Para mí, la primer parte que lo hace real es la llamada "canalización", donde te ponen el suero que empezará a preparar tu cuerpo para lo que sigue. Seré muy marica, pero es que me pone los cabellos de punta cuando empiezan a pedir que abras y cierres la mano buscando la vena víctima del "piquetote", es un dolor breve pero que como jode, lo detesto.
Después todo es muy rápido y muy lento al mismo tiempo, un recorrido de minutos que te hace sentir extremo vulnerable: primer cambio de la cama a la camilla, el camillero que te llevará a la zona de operación, luego las luces de nave espacial que te ciegan un poco desde el techo; caras de personas que te desean suerte, elevador, pasillo, paisajes que cambian de forma hasta casi hacerte vomitar; nervios, cambio de camilla, cada vez a una más pequeña hasta llegar a la plancha de operación que es la más pequeña de todas. Todo en plano nadir.

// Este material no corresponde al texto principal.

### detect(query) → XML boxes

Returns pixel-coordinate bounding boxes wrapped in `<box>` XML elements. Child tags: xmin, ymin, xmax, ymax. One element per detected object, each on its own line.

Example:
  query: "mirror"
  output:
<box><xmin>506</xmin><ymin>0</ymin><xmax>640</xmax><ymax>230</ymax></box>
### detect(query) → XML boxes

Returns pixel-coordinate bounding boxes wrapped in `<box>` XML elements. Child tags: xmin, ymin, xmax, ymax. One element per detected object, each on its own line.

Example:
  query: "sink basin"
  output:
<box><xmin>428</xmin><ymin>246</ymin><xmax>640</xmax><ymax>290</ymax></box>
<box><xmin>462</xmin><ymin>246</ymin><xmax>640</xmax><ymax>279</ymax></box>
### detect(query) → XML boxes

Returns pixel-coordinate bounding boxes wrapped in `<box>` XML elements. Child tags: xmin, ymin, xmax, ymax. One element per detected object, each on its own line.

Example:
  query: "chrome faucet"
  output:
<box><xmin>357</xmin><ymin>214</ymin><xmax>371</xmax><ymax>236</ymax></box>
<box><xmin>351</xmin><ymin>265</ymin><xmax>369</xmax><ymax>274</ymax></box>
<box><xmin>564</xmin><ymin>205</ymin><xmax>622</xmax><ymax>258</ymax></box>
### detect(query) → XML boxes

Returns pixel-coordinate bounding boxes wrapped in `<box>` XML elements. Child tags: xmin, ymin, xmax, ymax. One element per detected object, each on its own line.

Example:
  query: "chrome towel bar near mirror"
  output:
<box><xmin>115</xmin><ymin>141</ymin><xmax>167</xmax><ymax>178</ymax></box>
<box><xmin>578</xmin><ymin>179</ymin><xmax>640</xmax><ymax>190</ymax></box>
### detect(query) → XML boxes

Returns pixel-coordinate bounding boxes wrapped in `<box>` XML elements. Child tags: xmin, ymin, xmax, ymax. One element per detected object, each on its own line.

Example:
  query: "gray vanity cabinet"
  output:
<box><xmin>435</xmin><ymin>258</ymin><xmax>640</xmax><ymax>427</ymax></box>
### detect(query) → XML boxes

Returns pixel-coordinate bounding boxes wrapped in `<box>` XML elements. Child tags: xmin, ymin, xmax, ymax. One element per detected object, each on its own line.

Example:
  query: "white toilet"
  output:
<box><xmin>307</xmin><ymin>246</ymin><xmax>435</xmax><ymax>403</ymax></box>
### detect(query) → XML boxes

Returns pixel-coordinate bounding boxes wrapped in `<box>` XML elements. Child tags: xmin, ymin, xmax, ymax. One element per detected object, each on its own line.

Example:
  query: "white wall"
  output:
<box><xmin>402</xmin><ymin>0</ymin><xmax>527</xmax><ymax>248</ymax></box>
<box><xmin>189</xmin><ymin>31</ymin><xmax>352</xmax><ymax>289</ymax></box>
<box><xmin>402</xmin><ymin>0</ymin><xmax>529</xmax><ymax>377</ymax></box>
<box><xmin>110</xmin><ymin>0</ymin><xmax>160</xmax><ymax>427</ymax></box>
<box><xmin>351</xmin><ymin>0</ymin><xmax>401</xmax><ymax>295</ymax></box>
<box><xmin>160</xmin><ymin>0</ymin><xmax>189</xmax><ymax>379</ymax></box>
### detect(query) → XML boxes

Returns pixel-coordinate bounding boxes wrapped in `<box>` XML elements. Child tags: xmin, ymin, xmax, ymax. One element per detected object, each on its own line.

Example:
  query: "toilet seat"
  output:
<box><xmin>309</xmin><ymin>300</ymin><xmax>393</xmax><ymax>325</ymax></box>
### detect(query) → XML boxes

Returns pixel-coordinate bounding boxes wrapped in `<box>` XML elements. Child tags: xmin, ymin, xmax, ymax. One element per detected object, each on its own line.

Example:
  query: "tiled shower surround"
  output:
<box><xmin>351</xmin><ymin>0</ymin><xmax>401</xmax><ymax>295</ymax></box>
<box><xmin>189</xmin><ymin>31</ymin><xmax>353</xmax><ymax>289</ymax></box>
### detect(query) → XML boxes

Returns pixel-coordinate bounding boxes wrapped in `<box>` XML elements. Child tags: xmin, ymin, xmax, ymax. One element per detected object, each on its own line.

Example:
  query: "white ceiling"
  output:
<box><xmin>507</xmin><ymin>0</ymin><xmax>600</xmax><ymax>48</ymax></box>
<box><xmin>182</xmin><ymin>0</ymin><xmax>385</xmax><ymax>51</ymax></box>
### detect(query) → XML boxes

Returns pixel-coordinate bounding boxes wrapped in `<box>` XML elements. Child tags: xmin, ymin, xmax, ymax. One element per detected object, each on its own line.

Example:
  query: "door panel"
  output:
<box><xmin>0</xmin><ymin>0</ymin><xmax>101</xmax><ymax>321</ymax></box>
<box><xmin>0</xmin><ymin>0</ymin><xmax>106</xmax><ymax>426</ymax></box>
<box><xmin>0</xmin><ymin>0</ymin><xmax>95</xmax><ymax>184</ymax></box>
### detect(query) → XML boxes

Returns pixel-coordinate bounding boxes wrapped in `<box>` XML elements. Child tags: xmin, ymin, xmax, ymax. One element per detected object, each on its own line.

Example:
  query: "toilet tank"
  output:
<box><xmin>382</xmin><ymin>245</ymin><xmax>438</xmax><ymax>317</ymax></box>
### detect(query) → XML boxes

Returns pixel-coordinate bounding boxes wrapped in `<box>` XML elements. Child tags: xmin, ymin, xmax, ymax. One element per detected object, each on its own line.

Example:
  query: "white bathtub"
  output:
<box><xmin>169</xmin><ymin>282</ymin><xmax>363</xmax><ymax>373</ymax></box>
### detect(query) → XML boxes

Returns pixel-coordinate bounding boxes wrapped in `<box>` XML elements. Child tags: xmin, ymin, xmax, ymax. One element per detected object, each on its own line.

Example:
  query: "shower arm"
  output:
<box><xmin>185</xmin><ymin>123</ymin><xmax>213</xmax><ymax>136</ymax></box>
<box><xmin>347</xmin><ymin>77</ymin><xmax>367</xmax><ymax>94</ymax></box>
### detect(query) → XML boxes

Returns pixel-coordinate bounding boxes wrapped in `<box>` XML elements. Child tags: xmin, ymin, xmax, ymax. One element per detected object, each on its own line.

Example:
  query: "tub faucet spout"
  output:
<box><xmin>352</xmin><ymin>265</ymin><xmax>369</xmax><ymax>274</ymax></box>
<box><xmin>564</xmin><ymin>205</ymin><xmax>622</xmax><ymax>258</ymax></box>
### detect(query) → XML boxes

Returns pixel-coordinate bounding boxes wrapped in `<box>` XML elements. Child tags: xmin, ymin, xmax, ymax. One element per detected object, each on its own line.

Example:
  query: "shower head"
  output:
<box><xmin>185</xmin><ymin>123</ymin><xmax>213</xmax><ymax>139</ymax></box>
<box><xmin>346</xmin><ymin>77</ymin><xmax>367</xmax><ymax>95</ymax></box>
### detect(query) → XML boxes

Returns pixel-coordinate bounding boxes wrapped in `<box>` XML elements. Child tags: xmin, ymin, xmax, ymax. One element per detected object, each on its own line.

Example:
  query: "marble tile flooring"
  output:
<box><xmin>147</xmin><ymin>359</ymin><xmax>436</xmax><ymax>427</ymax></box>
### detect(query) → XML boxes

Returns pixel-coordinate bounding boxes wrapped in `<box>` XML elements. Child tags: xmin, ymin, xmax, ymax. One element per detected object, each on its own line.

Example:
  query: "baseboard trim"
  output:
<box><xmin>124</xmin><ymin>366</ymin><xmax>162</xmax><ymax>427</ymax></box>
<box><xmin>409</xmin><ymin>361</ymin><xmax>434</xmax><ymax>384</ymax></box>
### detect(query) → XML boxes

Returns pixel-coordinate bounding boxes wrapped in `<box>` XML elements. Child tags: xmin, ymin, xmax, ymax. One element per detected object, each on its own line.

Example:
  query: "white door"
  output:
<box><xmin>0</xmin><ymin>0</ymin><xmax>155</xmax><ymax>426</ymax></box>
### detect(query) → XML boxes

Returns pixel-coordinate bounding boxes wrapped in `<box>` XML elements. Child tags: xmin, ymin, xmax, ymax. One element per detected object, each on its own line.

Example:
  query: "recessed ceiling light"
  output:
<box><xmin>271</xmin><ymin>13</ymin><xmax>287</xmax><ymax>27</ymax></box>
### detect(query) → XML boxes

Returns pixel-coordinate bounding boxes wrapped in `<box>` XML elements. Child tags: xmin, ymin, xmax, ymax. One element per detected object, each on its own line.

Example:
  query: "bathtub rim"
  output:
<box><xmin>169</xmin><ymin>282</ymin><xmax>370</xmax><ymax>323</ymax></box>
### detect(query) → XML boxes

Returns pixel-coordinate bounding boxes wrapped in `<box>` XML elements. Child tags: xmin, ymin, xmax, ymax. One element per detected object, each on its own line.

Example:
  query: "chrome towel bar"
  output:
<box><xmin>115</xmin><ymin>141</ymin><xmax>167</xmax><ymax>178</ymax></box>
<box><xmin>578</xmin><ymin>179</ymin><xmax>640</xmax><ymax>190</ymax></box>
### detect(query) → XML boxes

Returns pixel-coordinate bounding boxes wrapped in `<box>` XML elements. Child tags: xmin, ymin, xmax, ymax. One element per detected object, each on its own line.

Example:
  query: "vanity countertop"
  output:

Y estás ahí, desnuda en manos de extraños, esperando no sentir ni recordar nada, esperando no ser de ese % extrañísimo de personas a quienes la anestesia no les hace efecto, y sobretodo: despertar (con buenas noticias).
¡Qué momento tan vulnerable! ¡Qué soledad! es una sensación muy poderosa, porque aunque esté tu familia esperando arriba, aunque tus amigos puedan estar al pendiente del resultado, estás sol@ -con tu fé en lo que sea- todo el tiempo, tal y como llegamos y nos vamos de este mundo.